EP by Charice
- Released: November 30, 2010
- Recorded: 2010
- Genre: Christmas
- Length: 10:31
- Labels: 143; Reprise;

Charice chronology
| Charice (2010) | Grown-Up Christmas List (2010) | Infinity (2011) |

= Grown-Up Christmas List (EP) =

Grown-Up Christmas List is the debut Christmas extended play (EP) and the fourth album by Filipino singer Jake Zyrus, released on November 30, 2010, and credited as Charice.

==Promotion==
Jake Zyrus appeared in NBC's Christmas Tree Lighting at Rockefeller Center on November 30, 2010, where he performed "Grown-Up Christmas List" and "Jingle Bell Rock" accompanied by David Foster.
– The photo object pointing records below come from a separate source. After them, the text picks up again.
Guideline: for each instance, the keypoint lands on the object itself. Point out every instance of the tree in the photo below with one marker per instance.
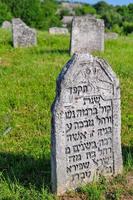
(85, 9)
(5, 13)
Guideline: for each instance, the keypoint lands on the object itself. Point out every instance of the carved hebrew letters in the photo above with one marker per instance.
(85, 124)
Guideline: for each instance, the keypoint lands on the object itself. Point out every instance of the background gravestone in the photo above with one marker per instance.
(58, 31)
(86, 123)
(110, 36)
(87, 34)
(6, 25)
(23, 36)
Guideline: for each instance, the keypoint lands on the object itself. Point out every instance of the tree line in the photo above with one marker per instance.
(42, 14)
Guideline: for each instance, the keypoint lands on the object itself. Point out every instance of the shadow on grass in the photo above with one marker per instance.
(26, 170)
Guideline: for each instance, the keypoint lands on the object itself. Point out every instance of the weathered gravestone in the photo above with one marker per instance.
(23, 36)
(87, 34)
(86, 123)
(58, 31)
(6, 25)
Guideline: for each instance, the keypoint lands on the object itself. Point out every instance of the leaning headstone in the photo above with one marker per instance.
(6, 25)
(23, 36)
(86, 124)
(58, 31)
(110, 36)
(87, 34)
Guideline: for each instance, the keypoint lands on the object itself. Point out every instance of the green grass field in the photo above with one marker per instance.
(27, 90)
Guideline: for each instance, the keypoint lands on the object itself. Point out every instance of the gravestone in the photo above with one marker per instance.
(87, 34)
(23, 36)
(86, 124)
(6, 25)
(58, 31)
(111, 36)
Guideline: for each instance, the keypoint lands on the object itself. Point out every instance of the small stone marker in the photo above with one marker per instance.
(86, 124)
(87, 34)
(23, 36)
(6, 25)
(58, 31)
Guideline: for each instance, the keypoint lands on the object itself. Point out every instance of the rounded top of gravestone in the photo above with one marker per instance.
(89, 19)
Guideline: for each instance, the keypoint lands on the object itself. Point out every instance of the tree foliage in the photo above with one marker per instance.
(5, 13)
(43, 14)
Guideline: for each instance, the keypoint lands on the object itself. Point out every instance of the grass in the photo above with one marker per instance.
(27, 90)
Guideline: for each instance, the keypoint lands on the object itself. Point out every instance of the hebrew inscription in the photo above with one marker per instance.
(85, 124)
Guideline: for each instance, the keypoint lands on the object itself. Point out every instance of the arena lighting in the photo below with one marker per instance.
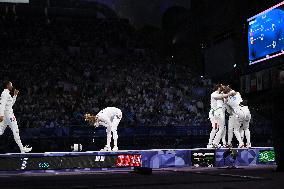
(14, 1)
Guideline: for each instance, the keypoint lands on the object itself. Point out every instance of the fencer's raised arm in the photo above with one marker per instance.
(103, 120)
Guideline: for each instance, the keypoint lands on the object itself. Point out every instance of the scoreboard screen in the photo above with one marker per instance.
(266, 156)
(70, 162)
(266, 34)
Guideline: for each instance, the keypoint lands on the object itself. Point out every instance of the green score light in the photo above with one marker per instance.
(266, 156)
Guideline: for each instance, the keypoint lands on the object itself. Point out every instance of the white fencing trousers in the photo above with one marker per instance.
(10, 120)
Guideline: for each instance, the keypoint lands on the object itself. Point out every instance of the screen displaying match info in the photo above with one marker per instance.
(266, 34)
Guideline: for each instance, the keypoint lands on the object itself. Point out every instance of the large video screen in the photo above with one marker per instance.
(266, 34)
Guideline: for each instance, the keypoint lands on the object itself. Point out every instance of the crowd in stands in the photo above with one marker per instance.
(65, 68)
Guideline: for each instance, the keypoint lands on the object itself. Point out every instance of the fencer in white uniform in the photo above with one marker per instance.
(109, 118)
(7, 117)
(217, 117)
(239, 119)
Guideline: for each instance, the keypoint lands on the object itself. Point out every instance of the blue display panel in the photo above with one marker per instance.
(266, 34)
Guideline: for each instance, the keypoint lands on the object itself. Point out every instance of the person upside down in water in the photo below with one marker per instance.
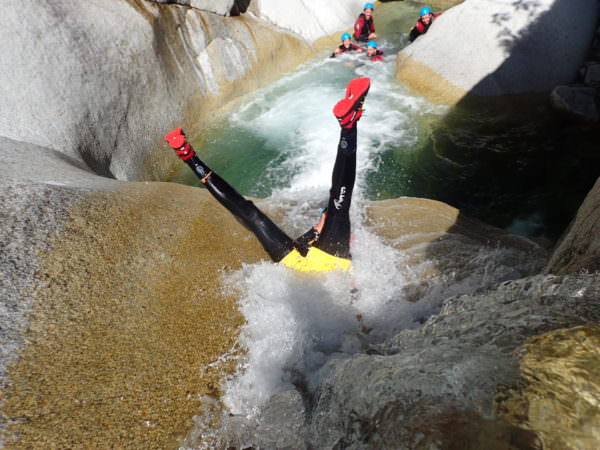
(325, 247)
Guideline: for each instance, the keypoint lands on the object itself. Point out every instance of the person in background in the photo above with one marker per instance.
(373, 53)
(425, 20)
(346, 46)
(364, 28)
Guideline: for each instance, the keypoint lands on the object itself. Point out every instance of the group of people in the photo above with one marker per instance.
(326, 246)
(364, 31)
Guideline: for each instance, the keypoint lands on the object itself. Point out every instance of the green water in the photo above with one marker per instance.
(523, 169)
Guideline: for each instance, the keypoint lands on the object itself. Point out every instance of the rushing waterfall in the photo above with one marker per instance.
(281, 145)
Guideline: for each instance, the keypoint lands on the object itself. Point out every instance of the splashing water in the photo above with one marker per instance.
(296, 324)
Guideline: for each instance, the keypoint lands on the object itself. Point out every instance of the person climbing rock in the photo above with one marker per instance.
(372, 53)
(426, 18)
(346, 46)
(364, 28)
(326, 246)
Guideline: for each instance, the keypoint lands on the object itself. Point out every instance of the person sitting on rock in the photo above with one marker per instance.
(364, 28)
(425, 20)
(346, 46)
(373, 53)
(323, 248)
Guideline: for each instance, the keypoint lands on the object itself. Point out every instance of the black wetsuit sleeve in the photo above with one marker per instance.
(276, 243)
(335, 235)
(302, 243)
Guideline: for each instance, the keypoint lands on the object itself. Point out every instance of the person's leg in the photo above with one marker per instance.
(335, 236)
(276, 243)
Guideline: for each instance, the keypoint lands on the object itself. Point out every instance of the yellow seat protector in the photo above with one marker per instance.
(315, 261)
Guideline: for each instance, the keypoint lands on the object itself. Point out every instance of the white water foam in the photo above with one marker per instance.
(296, 324)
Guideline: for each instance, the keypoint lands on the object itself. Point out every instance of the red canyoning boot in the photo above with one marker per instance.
(177, 141)
(349, 110)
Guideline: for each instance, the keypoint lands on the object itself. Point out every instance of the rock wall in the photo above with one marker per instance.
(498, 48)
(579, 248)
(102, 82)
(312, 20)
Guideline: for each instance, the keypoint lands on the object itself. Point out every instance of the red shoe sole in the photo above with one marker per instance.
(356, 90)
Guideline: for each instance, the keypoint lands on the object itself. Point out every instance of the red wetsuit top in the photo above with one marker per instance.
(421, 28)
(377, 56)
(363, 27)
(342, 49)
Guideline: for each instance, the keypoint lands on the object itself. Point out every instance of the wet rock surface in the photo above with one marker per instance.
(523, 55)
(125, 319)
(577, 101)
(581, 100)
(559, 378)
(436, 386)
(579, 248)
(161, 65)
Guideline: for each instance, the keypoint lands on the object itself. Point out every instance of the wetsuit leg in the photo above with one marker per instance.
(335, 236)
(275, 242)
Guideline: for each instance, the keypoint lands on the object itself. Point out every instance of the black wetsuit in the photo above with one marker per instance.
(335, 235)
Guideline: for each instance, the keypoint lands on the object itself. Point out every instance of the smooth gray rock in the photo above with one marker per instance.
(435, 386)
(102, 82)
(592, 75)
(221, 7)
(281, 424)
(455, 362)
(37, 188)
(491, 48)
(577, 101)
(579, 248)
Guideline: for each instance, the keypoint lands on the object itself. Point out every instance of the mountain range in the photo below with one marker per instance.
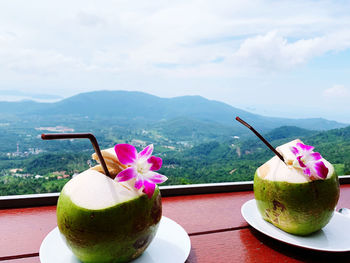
(138, 107)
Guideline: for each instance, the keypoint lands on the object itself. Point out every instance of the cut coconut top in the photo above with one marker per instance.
(94, 190)
(276, 170)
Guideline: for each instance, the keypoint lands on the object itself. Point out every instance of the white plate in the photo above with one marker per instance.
(171, 244)
(334, 237)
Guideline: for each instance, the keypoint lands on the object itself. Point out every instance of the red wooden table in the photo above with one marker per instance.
(217, 230)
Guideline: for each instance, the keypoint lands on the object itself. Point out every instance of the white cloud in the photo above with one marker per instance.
(337, 91)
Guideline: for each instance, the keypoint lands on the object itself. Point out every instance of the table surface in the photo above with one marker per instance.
(214, 223)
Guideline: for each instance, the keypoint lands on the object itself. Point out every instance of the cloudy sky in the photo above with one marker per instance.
(276, 58)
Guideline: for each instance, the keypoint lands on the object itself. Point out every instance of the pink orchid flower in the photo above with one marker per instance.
(309, 161)
(141, 167)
He also appeared on Japan's Mezamashi TV, where he performed "Happy Xmas (War Is Over)". His promotions also took him to Japanese radios stations, where he performed "Happy Xmas (War Is Over)" live on J-Wave.

==Track listing==

| No. | Title | Writer(s) | Original artist | Length |
|---|---|---|---|---|
| 1. | "Grown-Up Christmas List" | David Foster; Linda Thompson-Jenner; | David Foster | 3:39 |
| 2. | "Jingle Bell Rock" | Joe Beal; Jim Boothe; | Bobby Helms | 2:53 |
| 3. | "Happy Xmas (War Is Over)" (re-issue bonus track) | John Lennon; Yoko Ono; | John Lennon and Yoko Ono/Plastic Ono Band with the Harlem Community Choir | 3:59 |
| Total length: |  |  |  | 10:31 |

==Charts==
The song "Happy Xmas (War Is Over)" debuted on the Billboard Japan Hot 100 at no. 83.